Radiation

A six to eight week course of irradiation therapy will be recommended for women undergoing lumpectomy (radiation therapy may be safely avoided in selected women with small, non-invasive cancers). The purpose of radiation is to eliminate any remaining cancer cells in the breast following lumpectomy, and it is very effective in lowering the rate of cancer recurrence in the breast.

Most women undergoing mastectomy usually do not require post-operative irradiation but in some cases; may.

Radiation therapy uses a beam of high-energy rays (or particles) to destroy cancer cells left behind in the breast, chest wall, or lymph nodes after surgery. Radiation may also be needed after mastectomy in cases with either a larger breast tumor, or when cancer is found in the lymph nodes.

This type of treatment can be given in several ways.

  • External beam radiation delivers radiation from a machine outside the body. This is the typical radiation therapy given after lumpectomy and is given to the entire breast with an extra dose (“boost”) to the site of the tumor. It is usually given 5 days a week for a course of 6 to 7 weeks.
  • Brachytherapy, also called internal radiation or interstitial radiation, describes the placement of radioactive materials in or near where the tumor was removed. They may be placed in the lumpectomy site to “boost” the radiation dose in addition to external beam radiation therapy.
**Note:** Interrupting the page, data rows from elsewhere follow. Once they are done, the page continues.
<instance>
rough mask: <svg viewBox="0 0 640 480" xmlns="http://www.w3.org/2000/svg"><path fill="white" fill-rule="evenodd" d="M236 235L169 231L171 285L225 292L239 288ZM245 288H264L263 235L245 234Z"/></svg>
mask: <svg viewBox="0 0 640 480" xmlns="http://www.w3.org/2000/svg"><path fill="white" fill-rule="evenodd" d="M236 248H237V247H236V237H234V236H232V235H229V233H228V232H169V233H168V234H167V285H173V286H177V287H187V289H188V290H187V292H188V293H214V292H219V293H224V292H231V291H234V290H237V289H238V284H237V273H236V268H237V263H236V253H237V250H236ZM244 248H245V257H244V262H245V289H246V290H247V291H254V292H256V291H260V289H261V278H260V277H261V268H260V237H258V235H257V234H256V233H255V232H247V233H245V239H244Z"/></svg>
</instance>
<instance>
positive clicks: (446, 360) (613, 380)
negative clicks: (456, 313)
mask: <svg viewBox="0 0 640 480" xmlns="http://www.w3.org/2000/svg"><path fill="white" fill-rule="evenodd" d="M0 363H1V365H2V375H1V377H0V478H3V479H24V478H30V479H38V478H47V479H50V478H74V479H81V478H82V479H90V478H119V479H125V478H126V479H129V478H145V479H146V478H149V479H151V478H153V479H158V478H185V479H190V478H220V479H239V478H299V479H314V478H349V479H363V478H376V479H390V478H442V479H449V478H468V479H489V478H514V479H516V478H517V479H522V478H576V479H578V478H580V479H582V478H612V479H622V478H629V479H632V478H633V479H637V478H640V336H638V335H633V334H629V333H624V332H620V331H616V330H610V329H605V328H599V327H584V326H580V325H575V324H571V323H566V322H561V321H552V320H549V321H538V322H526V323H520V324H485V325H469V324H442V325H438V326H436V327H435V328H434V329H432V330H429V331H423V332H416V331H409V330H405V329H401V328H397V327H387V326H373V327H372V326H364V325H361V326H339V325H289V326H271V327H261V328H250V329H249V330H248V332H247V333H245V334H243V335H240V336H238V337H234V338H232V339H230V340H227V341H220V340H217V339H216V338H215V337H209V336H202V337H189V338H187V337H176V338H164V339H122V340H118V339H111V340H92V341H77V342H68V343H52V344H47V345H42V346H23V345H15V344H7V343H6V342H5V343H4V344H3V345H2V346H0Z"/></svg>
Recently there has been interest in limiting radiation therapy only to the site of the lumpectomy, referred to as partial breast irradiation. This is based on the observation that when breast cancer recurs in the breast, the most common place is in the site of the original tumor. Brachytherapy is one technique of partial breast irradiation. External beam radiation therapy also can be used to deliver partial breast irradiation.

The extent of radiation depends on whether or not a lumpectomy or mastectomy was done and whether or not lymph nodes are involved. If a lumpectomy was done, the entire breast receives radiation with an extra boost of radiation to the area in the breast where the cancer was removed to prevent it from coming back in that area.
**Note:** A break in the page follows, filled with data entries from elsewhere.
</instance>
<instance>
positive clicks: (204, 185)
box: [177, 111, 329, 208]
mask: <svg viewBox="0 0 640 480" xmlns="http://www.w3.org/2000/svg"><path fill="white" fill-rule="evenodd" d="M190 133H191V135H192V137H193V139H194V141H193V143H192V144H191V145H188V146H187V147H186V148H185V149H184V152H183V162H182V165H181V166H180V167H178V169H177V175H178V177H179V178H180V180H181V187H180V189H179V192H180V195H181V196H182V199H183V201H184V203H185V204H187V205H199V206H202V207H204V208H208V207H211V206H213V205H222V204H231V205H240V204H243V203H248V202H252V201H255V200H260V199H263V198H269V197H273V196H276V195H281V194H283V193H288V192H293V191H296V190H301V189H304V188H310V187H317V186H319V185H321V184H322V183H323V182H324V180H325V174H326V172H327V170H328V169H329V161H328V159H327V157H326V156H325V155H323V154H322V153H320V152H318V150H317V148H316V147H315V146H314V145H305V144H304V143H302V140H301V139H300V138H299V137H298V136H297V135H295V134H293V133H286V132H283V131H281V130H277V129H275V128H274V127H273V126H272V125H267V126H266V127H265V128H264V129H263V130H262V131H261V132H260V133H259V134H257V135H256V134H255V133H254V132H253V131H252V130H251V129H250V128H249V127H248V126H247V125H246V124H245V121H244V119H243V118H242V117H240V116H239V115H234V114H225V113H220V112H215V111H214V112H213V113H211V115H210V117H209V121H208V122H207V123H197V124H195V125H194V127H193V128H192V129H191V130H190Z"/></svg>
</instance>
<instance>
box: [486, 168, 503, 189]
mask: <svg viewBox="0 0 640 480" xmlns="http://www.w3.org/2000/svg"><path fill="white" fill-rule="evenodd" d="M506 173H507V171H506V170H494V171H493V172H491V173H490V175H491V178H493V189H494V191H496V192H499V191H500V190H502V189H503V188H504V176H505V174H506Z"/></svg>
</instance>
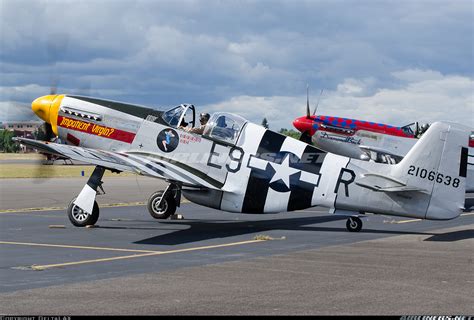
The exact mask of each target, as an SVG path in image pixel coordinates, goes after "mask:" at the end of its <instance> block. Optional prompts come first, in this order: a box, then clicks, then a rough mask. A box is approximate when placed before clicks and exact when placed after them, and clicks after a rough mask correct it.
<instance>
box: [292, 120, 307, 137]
mask: <svg viewBox="0 0 474 320" xmlns="http://www.w3.org/2000/svg"><path fill="white" fill-rule="evenodd" d="M310 122H311V120H310V119H307V118H306V117H300V118H296V119H295V120H294V121H293V126H294V127H295V128H296V129H298V131H300V132H302V133H303V132H306V131H310V130H311V123H310Z"/></svg>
If the surgery was mastectomy, radiation is given to the entire area of the skin and muscle where the mastectomy was done if the tumor was over 5 cm in size, or if the tumor is close to the edge of the removed mastectomy tissue.
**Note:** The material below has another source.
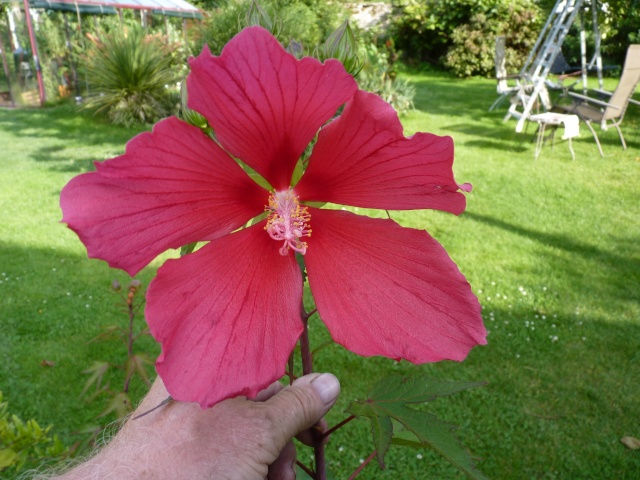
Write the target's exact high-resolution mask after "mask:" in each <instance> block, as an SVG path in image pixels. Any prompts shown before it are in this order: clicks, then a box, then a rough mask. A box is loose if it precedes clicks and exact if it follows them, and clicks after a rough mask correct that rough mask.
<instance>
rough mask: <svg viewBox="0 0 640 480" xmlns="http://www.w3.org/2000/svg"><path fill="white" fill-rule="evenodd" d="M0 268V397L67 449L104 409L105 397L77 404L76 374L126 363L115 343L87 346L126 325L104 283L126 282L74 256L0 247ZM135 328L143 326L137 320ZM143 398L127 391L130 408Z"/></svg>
mask: <svg viewBox="0 0 640 480" xmlns="http://www.w3.org/2000/svg"><path fill="white" fill-rule="evenodd" d="M60 228H64V227H62V226H61V227H60ZM0 265H2V271H1V272H0V275H1V276H0V280H1V281H0V312H1V313H0V315H1V317H0V324H1V330H2V334H1V335H0V352H2V362H0V379H1V381H0V389H1V390H2V392H3V394H4V396H5V398H6V399H9V400H10V402H11V406H12V410H13V411H14V412H15V413H17V414H18V415H19V416H20V417H22V418H36V419H37V420H38V422H39V423H40V424H41V425H45V426H46V425H50V424H53V425H54V427H55V429H54V433H58V434H60V435H61V437H62V438H63V440H64V442H65V443H66V444H68V445H69V444H71V443H72V442H73V441H75V440H76V438H75V437H73V436H71V435H70V433H71V432H74V431H78V430H79V429H81V428H82V427H83V426H84V425H87V424H90V423H93V422H95V418H96V416H97V415H98V414H99V413H100V412H101V411H102V410H103V409H104V398H105V397H102V396H100V397H99V399H98V400H96V401H95V402H92V403H91V404H87V403H86V402H85V400H86V397H87V396H86V395H85V396H82V395H81V392H82V389H83V387H84V383H85V382H86V380H87V376H86V375H83V374H82V371H83V370H85V369H87V368H88V367H90V366H91V365H92V364H93V362H95V361H109V362H112V363H114V364H118V363H121V362H122V360H123V359H124V358H125V357H126V346H123V345H122V344H120V343H119V342H117V341H109V342H93V343H89V341H90V340H91V339H93V338H94V337H96V336H97V335H98V334H99V333H100V332H101V331H102V330H101V327H104V326H107V325H113V324H118V325H121V326H124V325H126V323H127V318H126V313H125V312H124V311H123V310H122V308H121V304H120V298H119V297H118V295H117V294H116V293H114V292H113V290H112V288H111V282H112V281H113V280H114V279H118V281H119V282H120V283H121V284H122V285H125V286H126V285H128V282H129V278H130V277H129V276H128V275H127V274H126V273H124V272H122V271H119V270H111V269H109V268H108V266H107V265H106V264H105V263H104V262H100V261H96V260H88V259H87V258H86V256H84V255H82V254H80V253H70V252H68V251H63V250H60V249H53V248H51V249H46V248H34V247H23V246H19V245H16V244H13V243H7V242H2V241H0ZM152 275H153V271H152V270H151V269H146V270H144V271H143V272H141V273H140V274H139V275H138V276H136V278H138V279H140V280H141V281H142V284H143V286H144V287H146V286H148V283H149V281H150V279H151V276H152ZM138 321H139V322H143V321H144V320H143V319H142V315H139V317H138ZM138 347H140V348H141V349H144V351H146V352H148V353H149V356H150V357H152V358H154V357H155V355H157V353H158V347H157V345H156V344H155V342H153V340H151V339H147V338H145V339H143V340H141V342H140V343H139V344H138ZM150 371H151V372H152V371H153V369H151V370H150ZM118 372H119V371H118ZM121 377H122V376H121V375H120V374H119V373H114V374H113V381H114V382H116V381H117V382H120V383H121V382H122V378H121ZM140 383H141V382H140ZM114 386H116V387H117V386H118V384H115V383H114ZM145 391H146V388H145V387H144V385H142V384H140V385H135V387H134V393H135V395H134V397H135V398H134V402H137V400H138V399H139V398H141V396H142V394H143V393H144V392H145ZM109 420H110V419H109V418H107V421H109Z"/></svg>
In patients who have had lumpectomy or mastectomy, further radiation may be recommended if the cancer has spread to the lymph nodes. Radiation may be given to the area just above the collarbone and along the breastbone, depending on the number and location of involved lymph nodes.

Side effects most likely to occur from radiation include swelling and heaviness in the breast, sunburn-like skin changes in the treated area, and fatigue. Changes to the breast tissue and skin usually go away in 6 to 12 months. In some women, the breast becomes smaller and firmer after radiation therapy. There may also be some aching in the breast.